Da ich mehr bin als nur meine Maße, Daten, Ausbildung und Vita, wollte ich gerne hier ein paar Worte über mich schreiben.
Sehr lange hatte ich große Zweifel gut genug zu sein. Gut genug für was oder für wen?
Vielleicht bin ich keine Sandra Hüller, keine Tailer Swift oder kein Monet – Dafür bin ich ganz einfach ich: Alena!!
Ich freue mich auf jede künstlerische und nicht künstlerische Begegnung, die noch vor mir liegt.
Ich bin sehr hungrig nach kreativem Arbeiten. Was jahrelang unterdrückt wurde, will nun umso mehr ans Licht.
Ich bin Alena – Schauspielerin, Singer/Songwriter & Künstlerin.

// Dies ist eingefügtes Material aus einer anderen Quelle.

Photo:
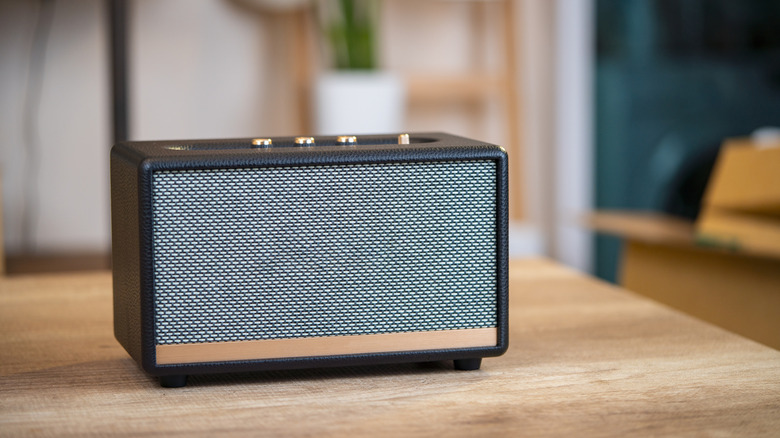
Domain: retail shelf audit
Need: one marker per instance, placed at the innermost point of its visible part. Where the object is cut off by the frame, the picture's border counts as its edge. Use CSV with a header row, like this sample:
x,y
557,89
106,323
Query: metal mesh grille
x,y
287,252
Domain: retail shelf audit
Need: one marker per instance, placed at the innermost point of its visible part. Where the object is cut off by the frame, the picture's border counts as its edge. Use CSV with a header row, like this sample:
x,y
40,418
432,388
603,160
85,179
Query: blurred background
x,y
602,104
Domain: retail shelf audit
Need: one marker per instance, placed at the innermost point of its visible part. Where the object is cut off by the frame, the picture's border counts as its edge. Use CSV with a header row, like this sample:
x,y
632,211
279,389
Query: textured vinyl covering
x,y
310,251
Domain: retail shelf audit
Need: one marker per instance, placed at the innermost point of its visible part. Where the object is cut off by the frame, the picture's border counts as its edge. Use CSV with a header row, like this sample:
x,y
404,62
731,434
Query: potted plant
x,y
354,96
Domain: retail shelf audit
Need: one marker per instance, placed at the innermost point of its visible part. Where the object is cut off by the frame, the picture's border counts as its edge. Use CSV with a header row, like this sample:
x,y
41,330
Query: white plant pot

Mich fasziniert, was sich hinter der sichtbaren Oberfläche verbirgt: die Geschichten, die wir in uns tragen, die leisen Gefühle, die oft keinen Namen haben, und die Verbindung zwischen uns, unserer Umwelt und der Natur.
Meine künstlerische Reise begann mit der Schauspielerei. Ich liebe es, in unterschiedliche Welten und Figuren einzutauchen. Mich interessieren dabei besonders die Zwischentöne – das Zarte und das Dunkle, Verletzlichkeit und Stärke, das Offensichtliche und das, was erst auf den zweiten Blick sichtbar wird.
Mit der Zeit kamen weitere Ausdrucksformen hinzu: Musik, bildende Kunst und das Schreiben. In meinen Songs verarbeite ich persönliche Erfahrungen, innere Zustände und Fragen, die mich beschäftigen. Gemeinsam mit dem Komponisten Zoltan Zoboky entstand unter anderem mein Debütalbum „ReMember“. Und inzwischen 6 weitere Singles.
In meiner bildenden Kunst arbeite ich gerne mit dem, was bereits da ist. Verpackungen, Karton, Holz, Stoffreste, alte Kleidung oder andere Materialien, die oft übersehen oder weggeworfen werden, bekommen eine neue Form und Bedeutung. Mich interessiert der Prozess der Transformation – aus etwas Altem, Gebrauchtem oder scheinbar Wertlosem etwas Eigenes entstehen zu lassen – etwas Neues.
Auch das Schreiben ist für mich eine Form, nach innen zu schauen. In meinem ersten Buch beschäftige ich mich mit den Gedanken, Gefühlen und Geschichten, die unsere persönliche Innenwelt prägen.
Ob auf der Bühne, vor der Kamera, in einem Song, auf einer Leinwand oder auf Papier – letztlich geht es mir immer um dasselbe: Menschen zu berühren, neue Perspektiven zu öffnen und einen Raum für das Unsichtbare zu schaffen.
Ich glaube, dass Kunst dort beginnt, wo wir genauer hinsehen, hinhören und fühlen.
Und vielleicht ist genau das meine größte Motivation:
die Welt ein kleines bisschen anders wahrzunehmen – und andere dazu einzuladen, es auch zu tun.